What's going on?
On Friday, German chemicals conglomerate Bayer agreed to sell off parts of its crops business in order to ease regulators’ concerns that its $57 billion acquisition of American agri giant Monsanto would create a company that has too much power in its industry.
What does this mean?
A few months ago, regulators highlighted their concerns that Bayer and Monsanto are both major suppliers to the agricultural industry. The proposed takeover could harm the principle of fair competition: fewer companies in a market leads to less competition to push prices down (and is thus bad news for people buying their products). That means regulators could prevent the Bayer-Monsanto takeover in order to protect consumers.
Bayer is responding to these concerns by kickstarting a new competitor in the seeds market and selling some of its crops business to BASF, another German conglomerate. The sale is contingent on the approval of Bayer’s takeover of Monsanto, however.
Why should I care?
For markets: The purchase of Bayer’s crop business would create a crops giant in Europe.
BASF is one of Europe’s largest companies, and the $7 billion acquisition of Bayer’s crop business is the biggest in its history – so this is a major deal! The thinking is that BASF will be able to profitably pair the sale of its own pesticides with Bayer’s seeds, which have been designed for use alongside those chemicals.
The bigger picture: Consolidation has been a major theme in the chemicals industry this year.

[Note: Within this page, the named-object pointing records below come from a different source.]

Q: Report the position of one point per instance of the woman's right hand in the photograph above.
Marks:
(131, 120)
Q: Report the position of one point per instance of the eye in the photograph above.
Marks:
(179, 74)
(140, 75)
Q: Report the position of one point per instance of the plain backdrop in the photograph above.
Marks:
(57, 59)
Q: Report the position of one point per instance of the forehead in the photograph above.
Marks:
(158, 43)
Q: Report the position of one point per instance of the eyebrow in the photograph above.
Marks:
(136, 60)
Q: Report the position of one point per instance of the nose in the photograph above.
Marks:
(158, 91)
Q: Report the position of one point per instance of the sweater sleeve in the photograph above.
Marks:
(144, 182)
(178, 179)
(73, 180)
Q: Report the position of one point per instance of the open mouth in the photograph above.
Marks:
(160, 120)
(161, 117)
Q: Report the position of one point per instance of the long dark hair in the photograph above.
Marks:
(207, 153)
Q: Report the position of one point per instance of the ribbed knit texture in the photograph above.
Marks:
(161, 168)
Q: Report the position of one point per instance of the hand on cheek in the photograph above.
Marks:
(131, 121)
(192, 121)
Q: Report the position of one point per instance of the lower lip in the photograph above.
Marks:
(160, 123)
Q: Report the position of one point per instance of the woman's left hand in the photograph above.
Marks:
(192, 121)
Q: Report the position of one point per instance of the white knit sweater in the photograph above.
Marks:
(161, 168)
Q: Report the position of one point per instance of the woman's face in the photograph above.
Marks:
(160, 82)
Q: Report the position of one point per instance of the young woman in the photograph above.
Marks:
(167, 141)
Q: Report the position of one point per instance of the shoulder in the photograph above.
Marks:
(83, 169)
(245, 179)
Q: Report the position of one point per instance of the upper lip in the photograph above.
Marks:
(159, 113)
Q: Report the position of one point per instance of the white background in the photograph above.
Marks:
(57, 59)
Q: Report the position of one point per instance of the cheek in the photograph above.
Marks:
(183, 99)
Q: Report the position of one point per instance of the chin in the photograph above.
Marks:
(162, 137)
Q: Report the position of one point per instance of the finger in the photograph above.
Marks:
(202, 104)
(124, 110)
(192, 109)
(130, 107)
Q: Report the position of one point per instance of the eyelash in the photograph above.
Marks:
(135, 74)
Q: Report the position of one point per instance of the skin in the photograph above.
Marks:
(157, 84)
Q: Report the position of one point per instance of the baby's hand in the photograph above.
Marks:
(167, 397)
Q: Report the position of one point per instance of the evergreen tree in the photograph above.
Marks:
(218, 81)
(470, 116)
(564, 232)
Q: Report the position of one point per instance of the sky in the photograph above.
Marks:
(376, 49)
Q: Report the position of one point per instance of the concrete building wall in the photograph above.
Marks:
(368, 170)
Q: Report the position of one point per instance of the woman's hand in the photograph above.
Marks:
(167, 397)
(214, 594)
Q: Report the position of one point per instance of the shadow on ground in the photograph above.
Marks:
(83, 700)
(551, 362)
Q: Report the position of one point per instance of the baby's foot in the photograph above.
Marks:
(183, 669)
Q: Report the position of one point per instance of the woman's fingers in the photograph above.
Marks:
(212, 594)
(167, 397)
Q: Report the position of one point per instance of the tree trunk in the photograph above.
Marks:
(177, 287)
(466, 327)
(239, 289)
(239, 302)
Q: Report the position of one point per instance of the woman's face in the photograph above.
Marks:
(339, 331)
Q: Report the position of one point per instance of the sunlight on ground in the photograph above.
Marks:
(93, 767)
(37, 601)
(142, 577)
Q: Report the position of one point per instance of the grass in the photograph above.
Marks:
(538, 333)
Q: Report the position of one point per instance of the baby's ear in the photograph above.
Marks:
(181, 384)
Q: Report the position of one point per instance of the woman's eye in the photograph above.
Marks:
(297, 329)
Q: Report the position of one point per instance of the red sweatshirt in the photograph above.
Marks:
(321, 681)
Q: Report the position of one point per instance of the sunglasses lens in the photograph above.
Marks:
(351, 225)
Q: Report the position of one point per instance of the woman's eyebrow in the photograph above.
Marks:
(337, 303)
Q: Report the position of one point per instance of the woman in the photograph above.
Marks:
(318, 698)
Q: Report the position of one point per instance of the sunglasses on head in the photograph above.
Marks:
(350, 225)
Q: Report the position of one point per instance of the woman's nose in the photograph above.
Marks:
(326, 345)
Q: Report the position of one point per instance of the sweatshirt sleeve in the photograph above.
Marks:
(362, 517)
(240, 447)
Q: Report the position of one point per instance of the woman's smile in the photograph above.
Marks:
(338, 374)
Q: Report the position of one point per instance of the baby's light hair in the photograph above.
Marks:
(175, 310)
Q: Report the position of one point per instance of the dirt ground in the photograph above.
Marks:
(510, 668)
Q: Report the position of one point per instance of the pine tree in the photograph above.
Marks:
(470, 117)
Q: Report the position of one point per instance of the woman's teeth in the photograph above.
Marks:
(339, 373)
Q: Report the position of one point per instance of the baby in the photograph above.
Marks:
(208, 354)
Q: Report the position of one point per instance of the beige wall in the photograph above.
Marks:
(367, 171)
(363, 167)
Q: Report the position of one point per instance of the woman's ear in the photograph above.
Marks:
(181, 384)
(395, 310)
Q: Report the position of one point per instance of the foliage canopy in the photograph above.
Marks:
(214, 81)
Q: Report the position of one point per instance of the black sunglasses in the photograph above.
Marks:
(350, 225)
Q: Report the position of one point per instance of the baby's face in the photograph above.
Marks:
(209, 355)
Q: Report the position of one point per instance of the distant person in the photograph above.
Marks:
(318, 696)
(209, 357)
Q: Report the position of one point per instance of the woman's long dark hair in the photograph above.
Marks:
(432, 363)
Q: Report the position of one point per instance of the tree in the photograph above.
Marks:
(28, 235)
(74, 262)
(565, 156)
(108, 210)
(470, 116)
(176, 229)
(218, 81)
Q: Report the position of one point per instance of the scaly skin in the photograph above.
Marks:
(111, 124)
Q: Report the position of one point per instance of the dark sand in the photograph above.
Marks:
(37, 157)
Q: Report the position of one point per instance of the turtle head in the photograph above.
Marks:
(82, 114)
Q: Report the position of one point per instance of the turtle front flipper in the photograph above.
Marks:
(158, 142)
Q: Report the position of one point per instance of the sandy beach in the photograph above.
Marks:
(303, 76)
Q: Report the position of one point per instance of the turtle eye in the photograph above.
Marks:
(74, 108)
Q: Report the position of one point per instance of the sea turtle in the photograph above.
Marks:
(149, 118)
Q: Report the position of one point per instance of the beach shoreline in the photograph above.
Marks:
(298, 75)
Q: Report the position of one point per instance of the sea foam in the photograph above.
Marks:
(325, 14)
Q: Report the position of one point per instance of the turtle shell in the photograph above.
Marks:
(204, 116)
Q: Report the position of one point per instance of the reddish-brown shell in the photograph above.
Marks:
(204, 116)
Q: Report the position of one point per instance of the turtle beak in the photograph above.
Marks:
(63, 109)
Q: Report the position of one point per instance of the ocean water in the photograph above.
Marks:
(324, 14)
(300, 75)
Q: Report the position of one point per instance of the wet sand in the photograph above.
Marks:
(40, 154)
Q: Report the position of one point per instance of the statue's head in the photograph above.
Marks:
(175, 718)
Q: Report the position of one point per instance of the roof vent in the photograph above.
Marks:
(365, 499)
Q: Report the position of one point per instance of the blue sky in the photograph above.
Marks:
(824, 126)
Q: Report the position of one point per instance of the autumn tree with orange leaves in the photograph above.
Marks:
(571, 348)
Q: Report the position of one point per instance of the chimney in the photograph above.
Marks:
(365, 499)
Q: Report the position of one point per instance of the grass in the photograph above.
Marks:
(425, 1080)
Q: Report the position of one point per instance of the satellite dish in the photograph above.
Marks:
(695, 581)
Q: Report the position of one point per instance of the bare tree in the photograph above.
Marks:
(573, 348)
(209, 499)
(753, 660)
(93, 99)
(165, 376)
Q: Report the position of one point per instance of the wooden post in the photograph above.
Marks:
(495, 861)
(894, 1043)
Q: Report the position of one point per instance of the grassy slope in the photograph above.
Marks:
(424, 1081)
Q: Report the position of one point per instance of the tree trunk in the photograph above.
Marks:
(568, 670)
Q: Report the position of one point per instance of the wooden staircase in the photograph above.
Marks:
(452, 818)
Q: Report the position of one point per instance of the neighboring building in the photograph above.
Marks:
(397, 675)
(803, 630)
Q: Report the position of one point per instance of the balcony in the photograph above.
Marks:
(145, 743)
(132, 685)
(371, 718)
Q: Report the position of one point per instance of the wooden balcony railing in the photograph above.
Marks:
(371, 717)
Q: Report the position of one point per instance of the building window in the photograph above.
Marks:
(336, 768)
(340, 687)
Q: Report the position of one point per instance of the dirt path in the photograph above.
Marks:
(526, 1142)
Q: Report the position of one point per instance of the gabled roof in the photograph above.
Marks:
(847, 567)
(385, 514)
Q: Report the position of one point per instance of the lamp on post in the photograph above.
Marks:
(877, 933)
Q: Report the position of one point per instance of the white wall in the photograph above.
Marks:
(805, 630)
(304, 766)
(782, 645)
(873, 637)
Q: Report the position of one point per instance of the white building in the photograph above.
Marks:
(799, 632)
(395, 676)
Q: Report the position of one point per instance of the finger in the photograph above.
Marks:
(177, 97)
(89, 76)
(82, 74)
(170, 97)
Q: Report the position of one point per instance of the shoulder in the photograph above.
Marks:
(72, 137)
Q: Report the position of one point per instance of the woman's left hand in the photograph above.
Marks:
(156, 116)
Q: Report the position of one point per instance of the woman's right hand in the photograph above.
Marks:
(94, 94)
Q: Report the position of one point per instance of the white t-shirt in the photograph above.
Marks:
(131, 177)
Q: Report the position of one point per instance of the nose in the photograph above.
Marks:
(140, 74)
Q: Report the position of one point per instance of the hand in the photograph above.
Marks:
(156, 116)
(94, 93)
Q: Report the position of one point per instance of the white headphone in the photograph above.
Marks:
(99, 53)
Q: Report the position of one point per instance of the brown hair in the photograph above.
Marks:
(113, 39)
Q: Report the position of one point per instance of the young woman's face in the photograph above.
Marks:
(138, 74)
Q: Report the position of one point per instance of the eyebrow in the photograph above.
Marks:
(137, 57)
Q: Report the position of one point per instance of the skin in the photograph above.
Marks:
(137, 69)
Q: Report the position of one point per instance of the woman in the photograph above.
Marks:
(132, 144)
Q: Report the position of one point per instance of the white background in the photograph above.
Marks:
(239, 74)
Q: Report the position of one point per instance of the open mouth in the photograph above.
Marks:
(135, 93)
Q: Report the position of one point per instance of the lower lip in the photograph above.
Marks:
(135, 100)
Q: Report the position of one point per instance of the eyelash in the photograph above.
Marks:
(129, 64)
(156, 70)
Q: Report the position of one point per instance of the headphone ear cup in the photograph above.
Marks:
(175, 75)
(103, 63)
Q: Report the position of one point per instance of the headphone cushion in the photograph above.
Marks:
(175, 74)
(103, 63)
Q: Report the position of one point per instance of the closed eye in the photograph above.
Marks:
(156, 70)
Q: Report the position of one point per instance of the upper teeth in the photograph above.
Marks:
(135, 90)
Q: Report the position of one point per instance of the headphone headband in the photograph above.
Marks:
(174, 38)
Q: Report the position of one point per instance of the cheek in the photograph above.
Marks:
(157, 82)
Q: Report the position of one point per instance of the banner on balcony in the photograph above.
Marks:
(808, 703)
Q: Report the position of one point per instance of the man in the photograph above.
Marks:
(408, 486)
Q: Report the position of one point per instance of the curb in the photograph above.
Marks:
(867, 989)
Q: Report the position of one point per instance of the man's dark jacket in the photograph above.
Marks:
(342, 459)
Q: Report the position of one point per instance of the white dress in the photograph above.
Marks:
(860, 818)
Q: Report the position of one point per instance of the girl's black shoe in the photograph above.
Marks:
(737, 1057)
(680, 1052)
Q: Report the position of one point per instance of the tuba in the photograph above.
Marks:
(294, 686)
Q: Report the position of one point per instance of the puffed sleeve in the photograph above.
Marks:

Back in March, antitrust regulators in Europe and the US cleared the merger of Dow Chemical and DuPont, and just a few months later they agreed on the tie-up of ChemChina and Syngenta. The number of mergers and acquisitions going down in the chemicals sphere has likely made it harder for Bayer and Monsanto to win over regulators as concerns about competition emerge. However, if Bayer sells off enough parts of its business to ensure fair competition (like the others did), they might have a better shot.